The city had burned once before. In 1666, a fire that started in a bakery raged throughout the city for five days. From that experience, the city’s fire defenses had risen to excellence by any standards other than those they would now encounter. The London Fire Brigade had 1,500 professionals with 150 fire engines and ladder trucks, supported by 25,000 volunteers, including 5,000 women, of the Auxiliary Fire Service. The task of the Auxiliary was to use a fleet of 3,000 four-wheeled devices towed by civilian vehicles that would draw water from the Thames and pump it through 87 miles of hose that reached 31,439 hydrants.
His Majesty’s Government had deployed its anti-aircraft guns — “AA” guns to the military, “cannons” to Churchill — to protect factories and RAF landing fields, leaving fewer than one hundred to protect the city, and their range was limited to 12,000 feet. They were augmented with huge barrage balloons that floated from 5,000 to 10,000 feet, tethered at ground level and laced with connecting nets. They impeded the descent of bombers, but there were so many targets that pinpoint accuracy mattered little. They would simply fly above the balloons, out of the range of searchlights and the AA cannons, and bomb away, knowing they would hit something desirable.
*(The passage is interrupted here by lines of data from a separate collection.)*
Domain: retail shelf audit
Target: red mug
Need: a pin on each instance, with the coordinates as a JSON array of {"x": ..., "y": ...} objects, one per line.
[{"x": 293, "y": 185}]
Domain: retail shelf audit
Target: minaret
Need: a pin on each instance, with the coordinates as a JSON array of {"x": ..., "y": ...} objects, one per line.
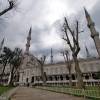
[
  {"x": 94, "y": 33},
  {"x": 28, "y": 42},
  {"x": 1, "y": 45},
  {"x": 51, "y": 57},
  {"x": 87, "y": 53}
]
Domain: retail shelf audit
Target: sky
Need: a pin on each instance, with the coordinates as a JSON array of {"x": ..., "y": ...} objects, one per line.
[{"x": 46, "y": 19}]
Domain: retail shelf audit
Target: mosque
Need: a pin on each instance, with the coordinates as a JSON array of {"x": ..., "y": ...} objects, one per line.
[
  {"x": 30, "y": 70},
  {"x": 58, "y": 73}
]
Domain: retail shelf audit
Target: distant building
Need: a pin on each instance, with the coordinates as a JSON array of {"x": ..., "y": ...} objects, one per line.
[{"x": 30, "y": 71}]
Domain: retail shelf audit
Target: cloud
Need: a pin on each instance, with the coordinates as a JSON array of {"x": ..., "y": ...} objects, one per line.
[{"x": 46, "y": 18}]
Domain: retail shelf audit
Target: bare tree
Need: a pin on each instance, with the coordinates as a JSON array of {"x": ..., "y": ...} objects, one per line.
[
  {"x": 11, "y": 6},
  {"x": 74, "y": 47},
  {"x": 68, "y": 65},
  {"x": 43, "y": 74}
]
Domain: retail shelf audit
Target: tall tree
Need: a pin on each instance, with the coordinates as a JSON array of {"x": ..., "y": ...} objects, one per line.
[
  {"x": 68, "y": 65},
  {"x": 15, "y": 62},
  {"x": 5, "y": 58},
  {"x": 74, "y": 47},
  {"x": 11, "y": 6},
  {"x": 43, "y": 74}
]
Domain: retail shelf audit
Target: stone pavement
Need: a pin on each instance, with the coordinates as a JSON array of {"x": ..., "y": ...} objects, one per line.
[{"x": 25, "y": 93}]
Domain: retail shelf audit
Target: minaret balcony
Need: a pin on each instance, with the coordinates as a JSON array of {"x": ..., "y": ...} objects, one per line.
[{"x": 28, "y": 45}]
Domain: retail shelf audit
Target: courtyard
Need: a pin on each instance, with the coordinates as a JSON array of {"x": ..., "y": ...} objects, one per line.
[{"x": 25, "y": 93}]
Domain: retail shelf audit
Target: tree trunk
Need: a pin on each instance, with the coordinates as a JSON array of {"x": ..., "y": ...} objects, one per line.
[
  {"x": 80, "y": 83},
  {"x": 2, "y": 74},
  {"x": 11, "y": 78},
  {"x": 70, "y": 78},
  {"x": 42, "y": 75}
]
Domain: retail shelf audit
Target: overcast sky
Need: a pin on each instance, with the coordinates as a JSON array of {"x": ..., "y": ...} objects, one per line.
[{"x": 46, "y": 17}]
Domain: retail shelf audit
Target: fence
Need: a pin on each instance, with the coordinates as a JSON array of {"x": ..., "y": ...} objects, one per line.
[{"x": 86, "y": 93}]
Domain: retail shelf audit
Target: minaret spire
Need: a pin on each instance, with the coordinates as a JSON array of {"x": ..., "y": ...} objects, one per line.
[
  {"x": 87, "y": 52},
  {"x": 28, "y": 42},
  {"x": 51, "y": 56},
  {"x": 1, "y": 45},
  {"x": 94, "y": 33}
]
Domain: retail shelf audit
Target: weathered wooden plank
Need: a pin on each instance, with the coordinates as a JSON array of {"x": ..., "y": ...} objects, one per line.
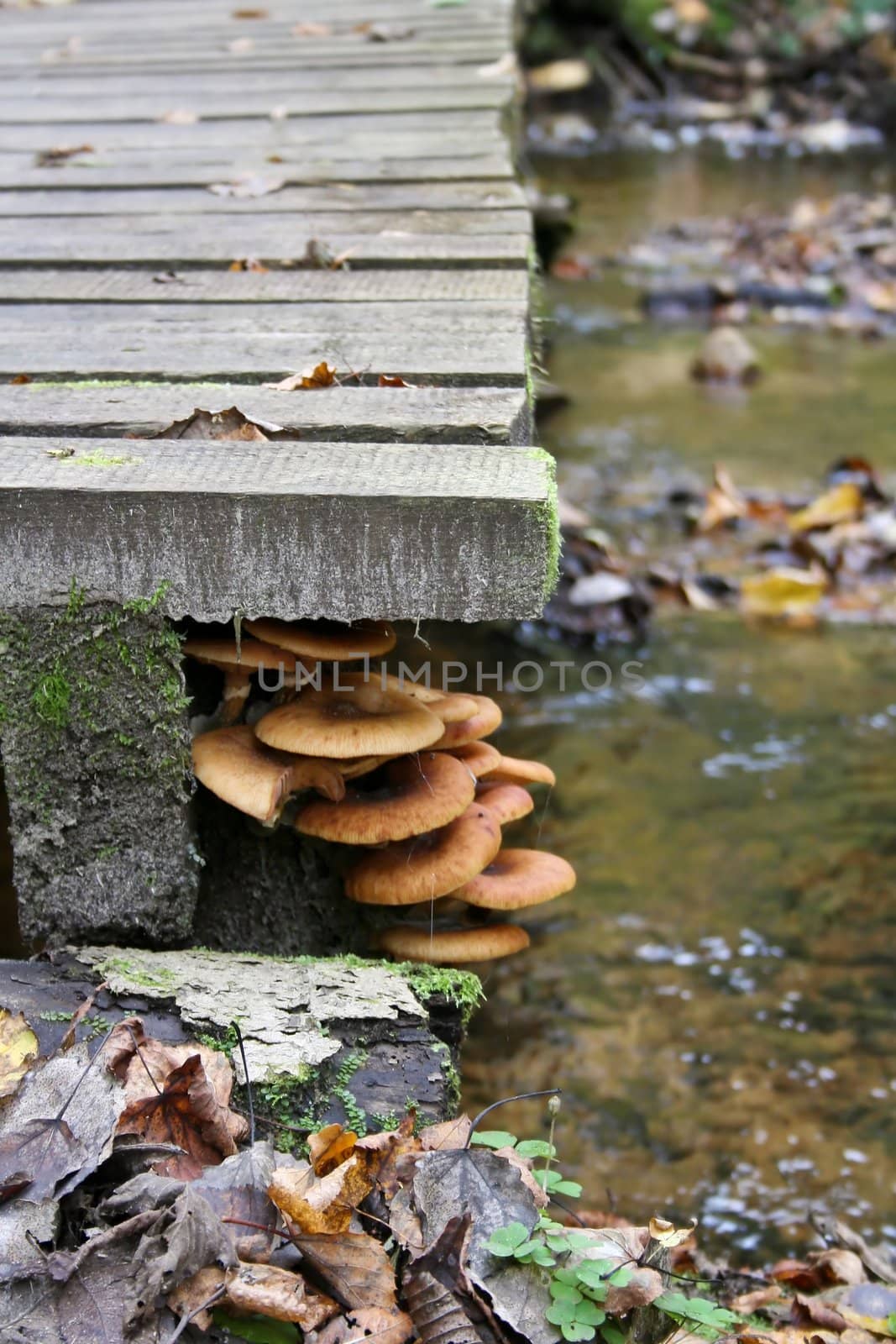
[
  {"x": 302, "y": 172},
  {"x": 176, "y": 249},
  {"x": 130, "y": 239},
  {"x": 297, "y": 102},
  {"x": 176, "y": 354},
  {"x": 195, "y": 87},
  {"x": 284, "y": 530},
  {"x": 338, "y": 136},
  {"x": 348, "y": 414},
  {"x": 289, "y": 320},
  {"x": 273, "y": 286},
  {"x": 295, "y": 201}
]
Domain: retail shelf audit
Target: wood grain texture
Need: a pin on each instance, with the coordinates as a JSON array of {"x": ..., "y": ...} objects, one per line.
[{"x": 288, "y": 530}]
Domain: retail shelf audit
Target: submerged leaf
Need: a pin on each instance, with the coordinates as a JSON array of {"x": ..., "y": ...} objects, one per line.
[{"x": 18, "y": 1050}]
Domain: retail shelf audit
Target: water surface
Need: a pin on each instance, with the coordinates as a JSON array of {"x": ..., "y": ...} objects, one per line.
[{"x": 716, "y": 999}]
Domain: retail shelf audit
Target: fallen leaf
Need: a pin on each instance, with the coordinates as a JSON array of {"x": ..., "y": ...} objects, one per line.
[
  {"x": 389, "y": 33},
  {"x": 186, "y": 1238},
  {"x": 322, "y": 1205},
  {"x": 560, "y": 76},
  {"x": 436, "y": 1310},
  {"x": 840, "y": 504},
  {"x": 226, "y": 425},
  {"x": 573, "y": 268},
  {"x": 60, "y": 1126},
  {"x": 186, "y": 1113},
  {"x": 278, "y": 1294},
  {"x": 248, "y": 187},
  {"x": 782, "y": 591},
  {"x": 309, "y": 381},
  {"x": 18, "y": 1050},
  {"x": 237, "y": 1191},
  {"x": 329, "y": 1147},
  {"x": 448, "y": 1135},
  {"x": 60, "y": 155},
  {"x": 667, "y": 1234},
  {"x": 179, "y": 118},
  {"x": 192, "y": 1297},
  {"x": 249, "y": 264},
  {"x": 725, "y": 501},
  {"x": 352, "y": 1267},
  {"x": 492, "y": 1193}
]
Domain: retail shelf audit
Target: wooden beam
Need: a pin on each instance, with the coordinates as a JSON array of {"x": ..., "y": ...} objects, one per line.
[{"x": 281, "y": 530}]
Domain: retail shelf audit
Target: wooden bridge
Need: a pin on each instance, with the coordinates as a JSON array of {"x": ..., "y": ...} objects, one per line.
[{"x": 199, "y": 198}]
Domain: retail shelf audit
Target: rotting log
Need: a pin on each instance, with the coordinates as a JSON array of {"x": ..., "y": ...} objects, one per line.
[{"x": 344, "y": 1041}]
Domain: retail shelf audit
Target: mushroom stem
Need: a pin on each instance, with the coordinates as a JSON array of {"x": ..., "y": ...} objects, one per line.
[{"x": 237, "y": 685}]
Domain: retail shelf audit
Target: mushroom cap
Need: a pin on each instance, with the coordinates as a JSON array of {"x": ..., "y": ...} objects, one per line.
[
  {"x": 416, "y": 795},
  {"x": 479, "y": 757},
  {"x": 452, "y": 947},
  {"x": 516, "y": 879},
  {"x": 248, "y": 654},
  {"x": 329, "y": 642},
  {"x": 359, "y": 719},
  {"x": 513, "y": 770},
  {"x": 235, "y": 766},
  {"x": 426, "y": 866},
  {"x": 508, "y": 801},
  {"x": 486, "y": 719},
  {"x": 449, "y": 706}
]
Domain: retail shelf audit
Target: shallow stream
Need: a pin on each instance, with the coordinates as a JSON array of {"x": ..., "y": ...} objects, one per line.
[{"x": 716, "y": 999}]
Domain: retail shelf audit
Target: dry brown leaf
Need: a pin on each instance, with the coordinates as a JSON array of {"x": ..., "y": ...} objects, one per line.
[
  {"x": 190, "y": 1297},
  {"x": 278, "y": 1294},
  {"x": 725, "y": 501},
  {"x": 249, "y": 264},
  {"x": 382, "y": 1324},
  {"x": 186, "y": 1113},
  {"x": 322, "y": 1205},
  {"x": 311, "y": 380},
  {"x": 179, "y": 118},
  {"x": 782, "y": 591},
  {"x": 144, "y": 1063},
  {"x": 446, "y": 1135},
  {"x": 331, "y": 1147},
  {"x": 354, "y": 1268},
  {"x": 226, "y": 425},
  {"x": 387, "y": 1156},
  {"x": 60, "y": 155},
  {"x": 841, "y": 504}
]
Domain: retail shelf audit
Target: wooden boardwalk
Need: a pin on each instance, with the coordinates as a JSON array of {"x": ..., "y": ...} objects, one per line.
[{"x": 199, "y": 198}]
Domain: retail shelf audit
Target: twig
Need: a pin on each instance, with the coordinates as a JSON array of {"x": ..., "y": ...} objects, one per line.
[
  {"x": 249, "y": 1082},
  {"x": 203, "y": 1307}
]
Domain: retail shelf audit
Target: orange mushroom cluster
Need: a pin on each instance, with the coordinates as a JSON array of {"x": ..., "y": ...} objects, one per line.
[{"x": 396, "y": 769}]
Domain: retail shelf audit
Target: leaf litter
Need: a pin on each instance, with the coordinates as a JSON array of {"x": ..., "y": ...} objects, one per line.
[{"x": 419, "y": 1234}]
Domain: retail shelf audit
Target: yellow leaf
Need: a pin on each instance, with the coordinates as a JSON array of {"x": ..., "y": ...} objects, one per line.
[
  {"x": 782, "y": 593},
  {"x": 668, "y": 1234},
  {"x": 842, "y": 504},
  {"x": 723, "y": 501},
  {"x": 18, "y": 1050},
  {"x": 322, "y": 1205}
]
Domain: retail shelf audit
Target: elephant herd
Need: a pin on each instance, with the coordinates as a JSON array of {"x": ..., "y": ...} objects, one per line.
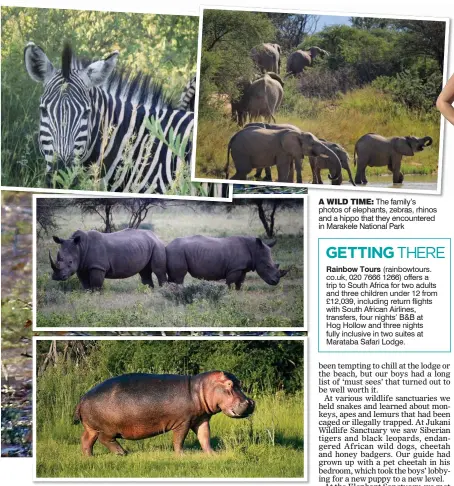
[{"x": 259, "y": 146}]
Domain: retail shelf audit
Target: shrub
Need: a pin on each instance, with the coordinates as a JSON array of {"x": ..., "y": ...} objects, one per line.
[
  {"x": 179, "y": 294},
  {"x": 324, "y": 83},
  {"x": 411, "y": 90}
]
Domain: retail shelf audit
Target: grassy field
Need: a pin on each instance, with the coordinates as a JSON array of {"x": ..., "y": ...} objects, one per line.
[
  {"x": 343, "y": 120},
  {"x": 269, "y": 444},
  {"x": 16, "y": 324},
  {"x": 129, "y": 303}
]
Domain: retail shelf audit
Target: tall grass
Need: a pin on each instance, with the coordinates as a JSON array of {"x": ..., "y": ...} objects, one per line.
[{"x": 268, "y": 444}]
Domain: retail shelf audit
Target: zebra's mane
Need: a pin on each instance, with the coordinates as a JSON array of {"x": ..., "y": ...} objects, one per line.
[{"x": 140, "y": 89}]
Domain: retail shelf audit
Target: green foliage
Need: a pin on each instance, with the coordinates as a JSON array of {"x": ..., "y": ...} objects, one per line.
[
  {"x": 164, "y": 46},
  {"x": 228, "y": 37},
  {"x": 411, "y": 90},
  {"x": 179, "y": 294}
]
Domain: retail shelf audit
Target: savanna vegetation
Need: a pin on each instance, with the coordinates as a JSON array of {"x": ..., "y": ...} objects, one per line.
[
  {"x": 16, "y": 409},
  {"x": 129, "y": 303},
  {"x": 381, "y": 76},
  {"x": 268, "y": 444},
  {"x": 162, "y": 46}
]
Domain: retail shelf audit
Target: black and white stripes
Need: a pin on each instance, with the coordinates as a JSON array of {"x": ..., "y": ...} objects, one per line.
[{"x": 98, "y": 116}]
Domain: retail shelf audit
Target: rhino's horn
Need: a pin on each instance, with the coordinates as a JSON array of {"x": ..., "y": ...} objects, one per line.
[{"x": 52, "y": 264}]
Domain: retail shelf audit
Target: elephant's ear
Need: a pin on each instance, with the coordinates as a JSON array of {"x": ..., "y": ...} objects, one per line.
[
  {"x": 402, "y": 145},
  {"x": 291, "y": 142}
]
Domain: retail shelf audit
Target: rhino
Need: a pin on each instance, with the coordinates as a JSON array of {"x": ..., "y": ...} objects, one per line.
[
  {"x": 226, "y": 259},
  {"x": 95, "y": 256}
]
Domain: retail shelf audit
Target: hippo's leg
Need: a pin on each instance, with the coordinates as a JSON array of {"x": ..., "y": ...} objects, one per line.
[
  {"x": 237, "y": 277},
  {"x": 145, "y": 276},
  {"x": 96, "y": 278},
  {"x": 179, "y": 435},
  {"x": 112, "y": 444},
  {"x": 88, "y": 439},
  {"x": 203, "y": 435}
]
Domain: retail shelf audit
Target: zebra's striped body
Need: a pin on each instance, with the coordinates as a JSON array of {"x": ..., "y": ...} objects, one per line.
[
  {"x": 187, "y": 98},
  {"x": 92, "y": 114}
]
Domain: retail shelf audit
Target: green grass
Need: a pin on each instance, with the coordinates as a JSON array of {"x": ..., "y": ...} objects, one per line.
[
  {"x": 343, "y": 120},
  {"x": 268, "y": 444},
  {"x": 128, "y": 303}
]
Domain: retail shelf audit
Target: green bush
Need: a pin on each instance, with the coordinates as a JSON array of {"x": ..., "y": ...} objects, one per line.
[
  {"x": 410, "y": 89},
  {"x": 179, "y": 294}
]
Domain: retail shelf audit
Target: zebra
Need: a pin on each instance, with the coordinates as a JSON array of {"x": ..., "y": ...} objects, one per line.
[
  {"x": 187, "y": 98},
  {"x": 98, "y": 116}
]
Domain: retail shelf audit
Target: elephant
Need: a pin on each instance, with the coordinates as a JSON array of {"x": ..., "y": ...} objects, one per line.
[
  {"x": 267, "y": 57},
  {"x": 299, "y": 60},
  {"x": 374, "y": 150},
  {"x": 261, "y": 97},
  {"x": 318, "y": 163},
  {"x": 255, "y": 147},
  {"x": 280, "y": 126}
]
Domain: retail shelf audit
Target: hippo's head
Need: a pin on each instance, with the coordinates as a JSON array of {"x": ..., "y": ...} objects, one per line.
[
  {"x": 227, "y": 396},
  {"x": 264, "y": 265},
  {"x": 68, "y": 257}
]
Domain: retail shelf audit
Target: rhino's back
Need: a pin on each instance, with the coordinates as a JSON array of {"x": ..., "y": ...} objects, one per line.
[
  {"x": 123, "y": 253},
  {"x": 208, "y": 257}
]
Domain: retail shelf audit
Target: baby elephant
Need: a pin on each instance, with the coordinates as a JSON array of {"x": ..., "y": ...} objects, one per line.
[
  {"x": 226, "y": 259},
  {"x": 318, "y": 163},
  {"x": 376, "y": 151}
]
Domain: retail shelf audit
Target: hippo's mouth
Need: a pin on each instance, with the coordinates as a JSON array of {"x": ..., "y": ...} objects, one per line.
[{"x": 60, "y": 278}]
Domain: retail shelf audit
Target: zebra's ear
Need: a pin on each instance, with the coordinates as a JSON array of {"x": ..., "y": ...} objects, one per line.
[
  {"x": 99, "y": 71},
  {"x": 38, "y": 66}
]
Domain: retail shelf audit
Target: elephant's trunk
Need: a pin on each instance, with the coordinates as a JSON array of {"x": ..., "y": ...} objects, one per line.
[
  {"x": 335, "y": 174},
  {"x": 52, "y": 264},
  {"x": 349, "y": 172}
]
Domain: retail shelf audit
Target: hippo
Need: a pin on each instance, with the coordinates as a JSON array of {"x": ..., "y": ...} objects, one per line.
[
  {"x": 226, "y": 259},
  {"x": 139, "y": 405},
  {"x": 95, "y": 256}
]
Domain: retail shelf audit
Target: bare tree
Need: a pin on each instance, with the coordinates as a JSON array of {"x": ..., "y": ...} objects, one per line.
[
  {"x": 292, "y": 28},
  {"x": 46, "y": 214},
  {"x": 103, "y": 207},
  {"x": 138, "y": 209}
]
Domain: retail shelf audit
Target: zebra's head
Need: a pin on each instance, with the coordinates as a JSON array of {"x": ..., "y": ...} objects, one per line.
[{"x": 66, "y": 104}]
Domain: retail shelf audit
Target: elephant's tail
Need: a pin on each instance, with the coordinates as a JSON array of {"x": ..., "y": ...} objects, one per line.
[{"x": 76, "y": 416}]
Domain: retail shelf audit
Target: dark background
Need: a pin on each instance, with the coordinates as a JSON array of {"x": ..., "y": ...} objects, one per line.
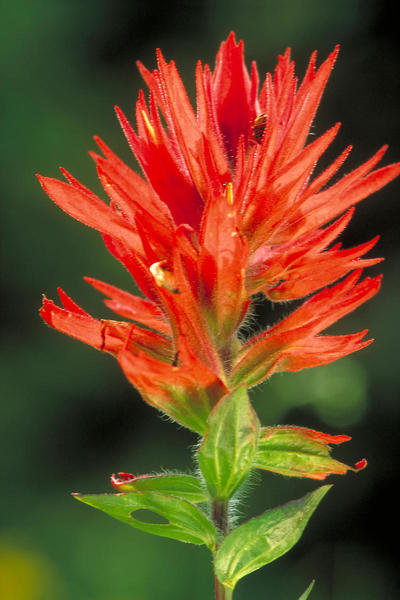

The previous September, an air assault from Hitler was expected as a response to Chamberlain’s declaration of war, and some thought had been given to civilian protection, but more thought than action. Hundreds of thousands of devices called an Anderson Shelter, after the Home Secretary who liked the idea, were distributed. It was three sheets of curved galvanized steel with holes and bolts provided for shaping it into a dome-like roof supported by side panels forming an enclosure for six inhabitants. It was suitable for protection from falling shrapnel, but not much else. It required stakes buried in the ground at its edges to secure it. There was little soft ground in the East End, so “Anderson Shelter” became a three-word Cockney epithet. There, the contraptions became places of frolic at all hours. There was also shelter in the basements and cellars of private and public buildings, under bridges, and in the “tubes” of the London Underground transportation system. Hospitals developed plans for accommodating as many as 150,000 casualties, and open space was allotted that bulldozers could quickly convert to pits for mass graves. A half-million papier-mâché coffins and a million burial forms were produced and stored in grisly anticipation.
To this extent, London was prepared.